FORCE11 annual conference: 18–20 April (Online)


18–20 April

Modified: Wed, 12 Jul 2023 14:05:08 +0000
Published: 12 Jul 2023

Join us to discuss open science in global and local contexts. We’re building an exciting line-up of speakers from all over the globe who will share insights on local academic citizenship and global systems of knowledge production, evaluation, and dissemination.

Whether you see global and local contexts in research communications and infrastructure coming into conflict or creating synergies – join us to learn and to share your perspective.


See the full program here.

We will hear Keynote talks from: 

Prof. Lucy Montgomery, Curtin Open Knowledge Initiative
When Institutions Fail, Communities Get Busy. Putting Open Scholarly Data in the Hands of People Who Care.


The Curtin Open Knowledge Initiative is a project that was born of frustration. We wanted to help senior leaders in our university to look beyond league tables and citation counts as indicators of the ‘quality’ and ‘value’ of research, start new conversations about what positive impacts of research look like, and why openness and diversity matter. By combining critical humanities perspectives with cloud based computing and data science expertise, we have been able to engage with publicly available data relating to global research communication at scale. 

As we have discovered, community investments in open metadata infrastructures like Crossref and Open Alex have led to a phase-change in what open data can now deliver. Questions about the impacts of making research open; the openness of research associated with particular topics, institutions, and regions; as well as the diversity of communities making and using expert knowledge can all be explored through entirely open data sets. 

However, few people are aware of what open data about scholarly communication can now deliver. Low awareness of the scale and diversity of open data sets is being compounded by anxiety about the ‘quality’ of the data used to support research evaluation and a lack of user-friendly tools for engaging with open data sets. As a result, commercial providers of bibliometric data continue to dominate the research evaluation space.

In this talk, I will introduce the work that the Curtin Open Knowledge Initiative is doing with open data; and ask what we can learn from other activist communities about strategies that work in the face of commercial monopolies and institutional limitations. What will it take to ensure that the people who care the most about how data is used and the stories it tells have access to open data and the tools to engage with it?

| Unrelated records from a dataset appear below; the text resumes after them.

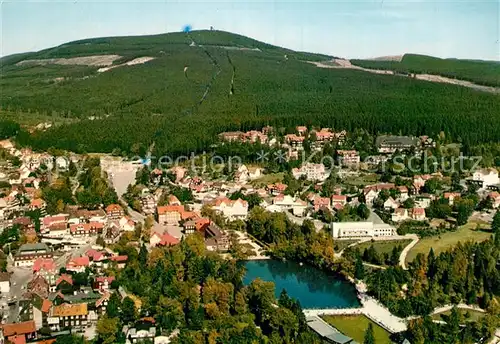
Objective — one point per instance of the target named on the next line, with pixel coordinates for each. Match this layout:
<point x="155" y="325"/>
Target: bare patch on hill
<point x="394" y="58"/>
<point x="96" y="60"/>
<point x="346" y="64"/>
<point x="139" y="60"/>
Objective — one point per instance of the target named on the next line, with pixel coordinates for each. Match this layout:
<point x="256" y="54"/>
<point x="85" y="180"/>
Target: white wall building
<point x="313" y="172"/>
<point x="486" y="177"/>
<point x="4" y="282"/>
<point x="361" y="230"/>
<point x="232" y="210"/>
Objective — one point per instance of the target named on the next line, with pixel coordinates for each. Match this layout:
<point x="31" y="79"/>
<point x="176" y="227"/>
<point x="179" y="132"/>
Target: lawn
<point x="383" y="246"/>
<point x="268" y="179"/>
<point x="472" y="315"/>
<point x="365" y="179"/>
<point x="447" y="240"/>
<point x="355" y="327"/>
<point x="340" y="245"/>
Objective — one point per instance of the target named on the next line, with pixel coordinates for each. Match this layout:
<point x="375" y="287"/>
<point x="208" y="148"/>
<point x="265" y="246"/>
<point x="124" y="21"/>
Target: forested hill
<point x="179" y="90"/>
<point x="480" y="72"/>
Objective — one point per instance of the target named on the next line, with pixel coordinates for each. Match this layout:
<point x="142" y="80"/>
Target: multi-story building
<point x="46" y="268"/>
<point x="114" y="211"/>
<point x="74" y="316"/>
<point x="485" y="177"/>
<point x="313" y="172"/>
<point x="361" y="230"/>
<point x="86" y="229"/>
<point x="29" y="253"/>
<point x="348" y="157"/>
<point x="391" y="144"/>
<point x="170" y="214"/>
<point x="148" y="204"/>
<point x="232" y="210"/>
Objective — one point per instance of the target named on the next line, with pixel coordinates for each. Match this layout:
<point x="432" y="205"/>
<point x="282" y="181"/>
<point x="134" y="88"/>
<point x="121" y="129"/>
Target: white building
<point x="245" y="174"/>
<point x="390" y="203"/>
<point x="282" y="203"/>
<point x="4" y="282"/>
<point x="313" y="172"/>
<point x="348" y="157"/>
<point x="400" y="214"/>
<point x="232" y="210"/>
<point x="486" y="177"/>
<point x="361" y="230"/>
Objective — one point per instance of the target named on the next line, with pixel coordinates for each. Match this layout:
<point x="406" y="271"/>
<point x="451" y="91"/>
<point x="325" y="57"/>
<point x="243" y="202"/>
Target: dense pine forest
<point x="480" y="72"/>
<point x="185" y="96"/>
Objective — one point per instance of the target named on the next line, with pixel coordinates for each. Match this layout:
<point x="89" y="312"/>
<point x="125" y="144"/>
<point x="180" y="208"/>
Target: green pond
<point x="312" y="287"/>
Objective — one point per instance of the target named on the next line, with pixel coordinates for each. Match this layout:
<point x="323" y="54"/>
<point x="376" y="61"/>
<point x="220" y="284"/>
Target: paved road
<point x="299" y="220"/>
<point x="404" y="253"/>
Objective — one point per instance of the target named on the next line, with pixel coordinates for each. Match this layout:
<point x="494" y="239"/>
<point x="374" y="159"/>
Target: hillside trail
<point x="346" y="64"/>
<point x="217" y="70"/>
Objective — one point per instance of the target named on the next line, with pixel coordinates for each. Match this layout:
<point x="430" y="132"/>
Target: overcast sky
<point x="462" y="29"/>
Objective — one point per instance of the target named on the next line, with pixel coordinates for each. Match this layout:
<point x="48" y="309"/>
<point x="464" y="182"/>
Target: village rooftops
<point x="33" y="248"/>
<point x="397" y="141"/>
<point x="44" y="264"/>
<point x="66" y="310"/>
<point x="26" y="327"/>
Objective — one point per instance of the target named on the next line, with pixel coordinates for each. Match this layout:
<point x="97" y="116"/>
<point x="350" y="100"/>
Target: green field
<point x="183" y="109"/>
<point x="480" y="72"/>
<point x="448" y="240"/>
<point x="473" y="315"/>
<point x="383" y="246"/>
<point x="366" y="179"/>
<point x="268" y="179"/>
<point x="355" y="327"/>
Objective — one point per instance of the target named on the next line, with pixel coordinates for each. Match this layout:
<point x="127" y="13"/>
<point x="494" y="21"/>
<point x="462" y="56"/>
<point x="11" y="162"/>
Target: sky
<point x="348" y="28"/>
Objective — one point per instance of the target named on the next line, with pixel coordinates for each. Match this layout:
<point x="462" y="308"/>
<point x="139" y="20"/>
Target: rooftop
<point x="65" y="310"/>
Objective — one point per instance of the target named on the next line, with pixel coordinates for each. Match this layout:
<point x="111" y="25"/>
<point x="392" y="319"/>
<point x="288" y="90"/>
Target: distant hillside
<point x="179" y="91"/>
<point x="480" y="72"/>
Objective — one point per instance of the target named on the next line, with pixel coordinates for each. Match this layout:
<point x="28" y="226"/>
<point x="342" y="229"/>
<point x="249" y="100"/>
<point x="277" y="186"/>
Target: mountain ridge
<point x="189" y="92"/>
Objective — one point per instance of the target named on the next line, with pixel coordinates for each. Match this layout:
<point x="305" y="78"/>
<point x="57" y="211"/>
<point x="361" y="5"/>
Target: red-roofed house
<point x="321" y="202"/>
<point x="49" y="221"/>
<point x="276" y="189"/>
<point x="495" y="197"/>
<point x="201" y="224"/>
<point x="173" y="200"/>
<point x="26" y="329"/>
<point x="418" y="214"/>
<point x="86" y="229"/>
<point x="65" y="279"/>
<point x="103" y="283"/>
<point x="170" y="214"/>
<point x="301" y="130"/>
<point x="37" y="203"/>
<point x="114" y="211"/>
<point x="78" y="264"/>
<point x="348" y="157"/>
<point x="339" y="199"/>
<point x="120" y="261"/>
<point x="46" y="268"/>
<point x="232" y="210"/>
<point x="165" y="239"/>
<point x="400" y="214"/>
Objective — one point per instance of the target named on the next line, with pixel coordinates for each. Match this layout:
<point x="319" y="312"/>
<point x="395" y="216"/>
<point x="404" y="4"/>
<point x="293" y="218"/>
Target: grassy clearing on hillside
<point x="472" y="315"/>
<point x="268" y="179"/>
<point x="159" y="102"/>
<point x="340" y="245"/>
<point x="366" y="179"/>
<point x="383" y="246"/>
<point x="32" y="119"/>
<point x="447" y="240"/>
<point x="480" y="72"/>
<point x="356" y="326"/>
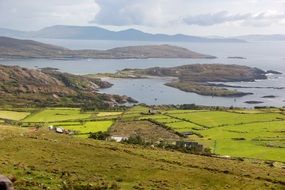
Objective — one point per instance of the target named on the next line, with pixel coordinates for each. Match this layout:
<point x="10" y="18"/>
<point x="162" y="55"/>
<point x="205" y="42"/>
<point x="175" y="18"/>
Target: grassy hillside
<point x="45" y="160"/>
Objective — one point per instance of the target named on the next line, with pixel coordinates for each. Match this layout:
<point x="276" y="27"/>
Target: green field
<point x="57" y="114"/>
<point x="46" y="160"/>
<point x="261" y="140"/>
<point x="13" y="115"/>
<point x="221" y="118"/>
<point x="85" y="127"/>
<point x="239" y="133"/>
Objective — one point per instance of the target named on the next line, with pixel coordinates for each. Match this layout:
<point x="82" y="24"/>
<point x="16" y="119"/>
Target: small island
<point x="198" y="78"/>
<point x="236" y="57"/>
<point x="253" y="102"/>
<point x="19" y="49"/>
<point x="269" y="96"/>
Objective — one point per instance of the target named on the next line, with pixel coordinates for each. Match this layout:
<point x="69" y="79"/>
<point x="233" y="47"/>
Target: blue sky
<point x="203" y="17"/>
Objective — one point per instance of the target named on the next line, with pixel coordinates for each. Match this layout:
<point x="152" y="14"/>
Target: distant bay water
<point x="264" y="55"/>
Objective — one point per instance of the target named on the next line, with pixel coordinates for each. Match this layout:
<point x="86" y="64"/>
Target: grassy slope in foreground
<point x="38" y="160"/>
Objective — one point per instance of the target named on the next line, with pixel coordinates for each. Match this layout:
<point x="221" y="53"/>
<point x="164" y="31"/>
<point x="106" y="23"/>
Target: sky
<point x="192" y="17"/>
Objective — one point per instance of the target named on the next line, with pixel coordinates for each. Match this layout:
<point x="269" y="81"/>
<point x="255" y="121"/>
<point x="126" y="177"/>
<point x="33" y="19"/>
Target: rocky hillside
<point x="14" y="48"/>
<point x="27" y="87"/>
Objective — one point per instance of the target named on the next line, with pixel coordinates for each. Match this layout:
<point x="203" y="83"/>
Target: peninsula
<point x="15" y="48"/>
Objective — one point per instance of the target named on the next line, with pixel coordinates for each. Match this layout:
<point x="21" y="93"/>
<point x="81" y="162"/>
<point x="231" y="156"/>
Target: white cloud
<point x="136" y="12"/>
<point x="34" y="14"/>
<point x="203" y="17"/>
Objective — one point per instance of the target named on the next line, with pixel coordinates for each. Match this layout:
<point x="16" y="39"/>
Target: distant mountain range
<point x="97" y="33"/>
<point x="15" y="48"/>
<point x="272" y="37"/>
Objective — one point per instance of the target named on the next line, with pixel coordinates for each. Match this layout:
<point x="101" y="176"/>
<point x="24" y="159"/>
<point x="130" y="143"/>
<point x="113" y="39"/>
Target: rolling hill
<point x="30" y="88"/>
<point x="15" y="48"/>
<point x="97" y="33"/>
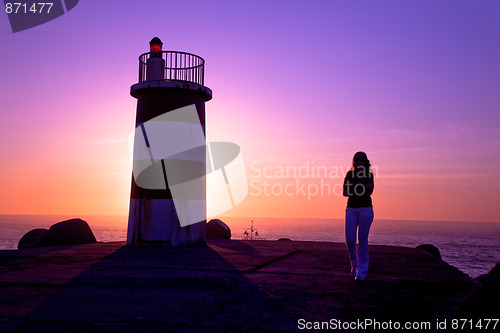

Speaker: Professor Lucy Montgomery leads the Innovation in Knowledge Communication research program at the Centre for Culture and Technology at Curtin University. She is also co-lead of the Curtin Open Knowledge Initiative: a major strategic research project exploring how big data can help universities to understand their performance as Open Knowledge Institutions. Montgomery’s research focuses on the ways in which open access and open knowledge are transforming landscapes of knowledge production, sharing and use, including in China. Her most recent, collaboratively authored, book Open Knowledge Institutions: Reinventing Universities is now open for community review MIT Press. Webpage:

Iratxe Puebla, ASAPbio and Kanika Khanna, University of California, Berkeley
Preprints for Whom? How Preprints Allow Research Communities to Chart Their own Path in Science Communication

Abstract: The use of preprints across different disciplines has grown rapidly over the last decade and many researchers are now using preprints to share their latest work with the community. Preprints enable faster dissemination of research findings compared to the traditional journal process, but they also make it possible for different communities to participate and innovate in science communication. In this talk, we will explore how the use of preprints has allowed different groups to initiate collaborations, share local knowledge and chart new and more open paths for the communication of scholarly work.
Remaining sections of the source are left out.